Лоринков побрел в каморку. Сел. Взял ручку, приложился к бутылке. Начал писать. Через пятнадцать минут рассмеялся. Выпил еще. Пил и смеялся, смеялся и пил. Хохотал во все горло. Словно молодой Горький, писавший в заключении – если верить долбоебу Пикулю, – смеялся Лоринков. Правда, он этого не знал, потому что не читал ни Пикуля, ни Горького. Он просто писал и смеялся. Последнее, что увидел Лоринков перед тем, как упасть у стола и вырубиться, были строки:

…любовь к порнографии, откляченным попкам

пухлым задам, ярко и розово торчащим

из освещенных парадных, подъездов

– назови как хочешь,

в общем, из мест, где ведут фотосессию, и куда

в самый разгар, врываются мины, влетает полиция нравов, немножечко соли

немножечко горько, как все по-английски! жалко, что только

в полиции нравов

нет конан дойла

девицы визжа убегают, на марше

спасите, спасите…

* * *

– Лоринков, Лоринков, вставай, Лоринков, – сказал рабочий сцены Родионов.

– Вставай, Лоринков, – сказал Родионов.

Лоринков, щурясь, сел. Потянулся к бутылке, глянул вопросительно на красильщика занавесов. Тот пожал плечами, показал в угол, где была полная бутылка. Лоринков, попытавшись встать, пошатнулся и упал. Уже все равно, подумал он, и просто пополз в угол. На красильщика тканей он старался не смотреть. Тот, – похожий на старинного колдуна, – бормоча, красил что-то в чане, потому что комната Лоринкова в театре была и ремонтной, и мастерской. Глотнув, Лоринков выдохнул. Смог встать. Увидел, что на столе лежат разорванные листы. Глянул вопросительно на Родионова.

– Тебя уволили, – сказал тот.

– Приходил Гафт, читал поэму, страшно ругался, – сказал он.

– Какой Гафт, какая поэма? – сказал Лоринков.
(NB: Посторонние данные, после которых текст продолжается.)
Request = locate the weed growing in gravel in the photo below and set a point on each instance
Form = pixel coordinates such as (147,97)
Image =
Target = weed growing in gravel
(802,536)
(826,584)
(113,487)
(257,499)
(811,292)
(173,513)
– Поэма? Средненькая, – сказал Родионов.

– Ты просто мне завидуешь, – сказал Лоринков.

– Все рабочие сцены мечтают писать стихи, – сказал Лоринков.

– Небось, тайком пописываешь? – спросил он.

– Тебя уволили, – сказал рабочий, мешая в чане ткани.

– Гафт это фамилия руководителя театра, – сказал он.

– Он просил пьесу, а ты написал поэму, – сказал он.

– Ясно, – сказал Лоринков, и встал на колени.

Долго и страшно блевал желчью. Рабочий, не глядя в его сторону, месил ткани. Лоринков утерся, встал, пошел к выходу.

– Бери мой тулуп, холодно, – сказал рабочий.

– Спасибо, – сказал Лоринков.

– И поэму забери, – сказал рабочий.

– Поэму оставь себе, – сказал Лоринков.

– Пригодится, станешь тут звездой, – сказал он.

– Мне все равно, я сваливаю, – сказал рабочий.

– В Пермь, – сказал рабочий.

– Знакомый еврей ресторан открыл, буду стены расписывать, – сказал он.

– Айда со мной, – сказал он.

– Не могу, я антисемит, – сказал Лоринков.

– Что, настоящий? – сказал рабочий.

– Нет, – сказал Лоринков.

– Но я бессарабец, и меня положение обязывает, – сказал он.

– А пьешь ты почему? – спросил рабочий, дергаясь лицом.

– Поэтому же, – сказал Лоринков.

– Я гений, и меня положение обязывает, – сказал он.

Допил бутылку. Швырнул в угол.

Молча вышел.

* * *

После увольнения Лоринков немного поработал руками. Он копал дачу бородатому мужчине, который представился Соколовым и постоянно говорил на латыни. Лоринков, знавший румынский – что мало отличается от латыни, – почему-то стеснялся сказать Соколову, что тот очень часто лажает. Потом драматург ставил забор пьяному хмырю, который все время говорил «однако» и предлагал брататься против НАТО, а потом обманул при расчете… Ишачил грузчиком в каких-то «толстых журналах», – хотя москвичи опять все напутали, журналы-то были тоненькие, в пол-книжки всего, – и вылетел без выходного пособия, потому что, как сказал один из боссов, «мы частная лавочка, и не хрен тут».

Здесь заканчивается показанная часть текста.